WithinReason · on Jan 30, 2023

> Currently, MaxPooling is one of the slowest operations per-byte of memory handled, I think due to the very slow indexed backprop.

Could be a bandwidth bottleneck. As a rule of thumb, transferring a float from DRAM to the GPU is equivalent to doing about a 100 multiply-adds, and pooling only does about one op per transferred value. Indexing should not be an issue with a half decent CUDA implementation.

Could you do a stride 2 convolution instead of stride 1 + pooling?

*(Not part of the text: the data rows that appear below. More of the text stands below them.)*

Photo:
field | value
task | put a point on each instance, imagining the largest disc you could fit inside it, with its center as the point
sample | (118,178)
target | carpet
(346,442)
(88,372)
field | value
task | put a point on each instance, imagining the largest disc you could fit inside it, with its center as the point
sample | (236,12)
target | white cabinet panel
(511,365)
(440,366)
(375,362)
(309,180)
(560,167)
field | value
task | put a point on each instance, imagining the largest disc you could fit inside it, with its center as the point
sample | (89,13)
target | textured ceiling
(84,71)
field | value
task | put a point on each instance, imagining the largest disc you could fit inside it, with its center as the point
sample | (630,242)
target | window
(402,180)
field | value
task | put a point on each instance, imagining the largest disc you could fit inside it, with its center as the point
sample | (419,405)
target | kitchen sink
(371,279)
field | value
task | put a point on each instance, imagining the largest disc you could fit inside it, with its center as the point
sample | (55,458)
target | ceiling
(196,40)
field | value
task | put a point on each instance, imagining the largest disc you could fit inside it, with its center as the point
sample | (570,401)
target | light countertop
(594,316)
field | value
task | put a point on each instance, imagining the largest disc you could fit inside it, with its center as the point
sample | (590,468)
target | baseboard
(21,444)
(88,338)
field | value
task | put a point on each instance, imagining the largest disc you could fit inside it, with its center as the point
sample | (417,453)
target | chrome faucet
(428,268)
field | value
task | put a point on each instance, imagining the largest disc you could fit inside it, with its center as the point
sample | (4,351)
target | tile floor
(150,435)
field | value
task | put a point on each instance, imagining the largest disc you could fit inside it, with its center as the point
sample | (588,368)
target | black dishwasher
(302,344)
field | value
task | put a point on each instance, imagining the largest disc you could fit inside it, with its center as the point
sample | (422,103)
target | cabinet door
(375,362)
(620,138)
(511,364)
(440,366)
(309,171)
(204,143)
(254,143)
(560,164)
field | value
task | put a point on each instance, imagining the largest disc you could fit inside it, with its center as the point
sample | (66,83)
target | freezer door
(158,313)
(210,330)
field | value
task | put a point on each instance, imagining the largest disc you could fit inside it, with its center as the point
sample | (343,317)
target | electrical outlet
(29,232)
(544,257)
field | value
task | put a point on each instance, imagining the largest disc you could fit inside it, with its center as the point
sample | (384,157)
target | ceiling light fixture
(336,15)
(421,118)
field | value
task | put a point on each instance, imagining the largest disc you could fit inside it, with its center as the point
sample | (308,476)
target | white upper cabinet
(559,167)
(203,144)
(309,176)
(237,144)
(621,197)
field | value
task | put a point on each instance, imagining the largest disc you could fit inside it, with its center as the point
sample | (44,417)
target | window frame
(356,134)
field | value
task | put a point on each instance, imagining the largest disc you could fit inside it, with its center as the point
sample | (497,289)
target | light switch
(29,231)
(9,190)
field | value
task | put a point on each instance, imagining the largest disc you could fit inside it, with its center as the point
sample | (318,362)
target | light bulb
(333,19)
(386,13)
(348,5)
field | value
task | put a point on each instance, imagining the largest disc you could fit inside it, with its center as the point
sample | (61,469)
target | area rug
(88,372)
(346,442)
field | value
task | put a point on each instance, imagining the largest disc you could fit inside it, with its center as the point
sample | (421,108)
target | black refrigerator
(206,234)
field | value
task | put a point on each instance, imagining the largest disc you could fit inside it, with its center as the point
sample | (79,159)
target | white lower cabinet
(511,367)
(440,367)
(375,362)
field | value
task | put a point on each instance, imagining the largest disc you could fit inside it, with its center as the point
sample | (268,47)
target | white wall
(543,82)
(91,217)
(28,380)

tysam_and · on Jan 30, 2023

I wiiiiish we could do stride 2. I have tried many schemes to get it to work, it would be a dream. The best I could guess would be a fused conv+max operator. It drops a very unreasonable amount with anything else (including 5x5, stride 2). Something about the sparse activations I think is playing very nicely with the high learning rate.

If it's not indexing, I'm not sure what quite it is. It's the backwards pass that is slow (all in GPU of course), like super slow. If I was able to crack out Triton I would just make a bitmask, nearest neighbor expand the incoming gradients and multiply against the bitmask. On the GPU, gather-like ops have been slow in Pytorch from what I've seen, but your comment is making me scratch my head as to what that could be now.

Hm.... very interesting. Thanks for letting me know. Very curious. I'll have to take a look at that.

WithinReason · on Jan 30, 2023

If only the backward pass is slow that is strange. Maybe it is an issue with the CUDA implementation. A 2x2 stride 2 pooling should be simple, but if it's using a parametrized general max pooling kernel then the implementation would be more complex than a specialised one. How much slower is it than the forward pass?